On the fifth level there were signs of use, while all the others had that dusty cleanness of a structure which has been completed but not yet occupied.

"Here we are," said Calhoun cheerfully.

But he had his blaster in his hand when he opened the door of the laboratory. It was empty. He looked approvingly about as he hunted for the storeroom. It was a perfectly equipped biological laboratory, and it had been in use. Here the few doomed physicians awaiting the city's population had worked desperately against the plague. Calhoun saw the trays of cultures they'd made—dried up and dead, now. Somebody had turned over a chair. Probably when the laboratory was searched by the invaders, lest someone not of their kind remained alive in it.

He found the storeroom. Murgatroyd watched with bright eyes as he rummaged.

"Here we have the things men use to cure each other," said Calhoun oracularly. "Practically every one a poison save for its special use! Here's an assortment of spores—pathogenic organisms, Murgatroyd. One could start a plague with them. And here are drugs which are synthesized nowadays, but are descended from the compounds found on the spears of savages. Great helps in medicine. And here are the anaesthetics—poisons, too. These are what I am counting on!"

He chose, very painstakingly. Dextrethyl. Polysulfate. The one marked inflammable and dangerous. The other with the maximum permissible dose on its label, and the name of counteracting substances which would neutralize it. He burdened himself. Murgatroyd reached up a paw. Since Calhoun was carrying something, he wanted to carry something, too.

They went down the circular ramp again. Calhoun searched once more in the below-surface levels of the building. He found what he wanted—a painter's vortex gun which would throw "smoke rings" of tiny paint-droplets at a wall or object to be painted. One could vary the size of the ring at impact from a bare inch to a three-foot spread.
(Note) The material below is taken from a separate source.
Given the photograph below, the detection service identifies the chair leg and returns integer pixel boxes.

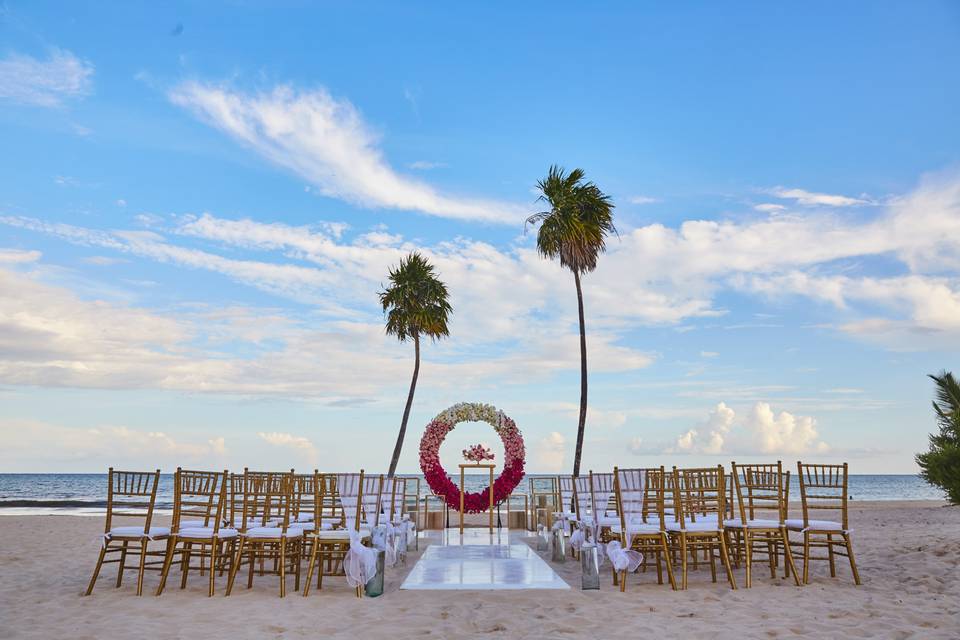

Calhoun cleaned the paint gun. He was meticulous about it. He filled its tank with dextrethyl brought down from the laboratory. He piled the empty containers out of sight.

"This trick," he observed, as he picked up the paint gun again, "was devised to be used on a poor devil of a lunatic who carried a bomb in his pocket for protection against imaginary assassins. It would have devastated a quarter-mile circle, so he had to be handled gently."

He patted his pockets. He nodded.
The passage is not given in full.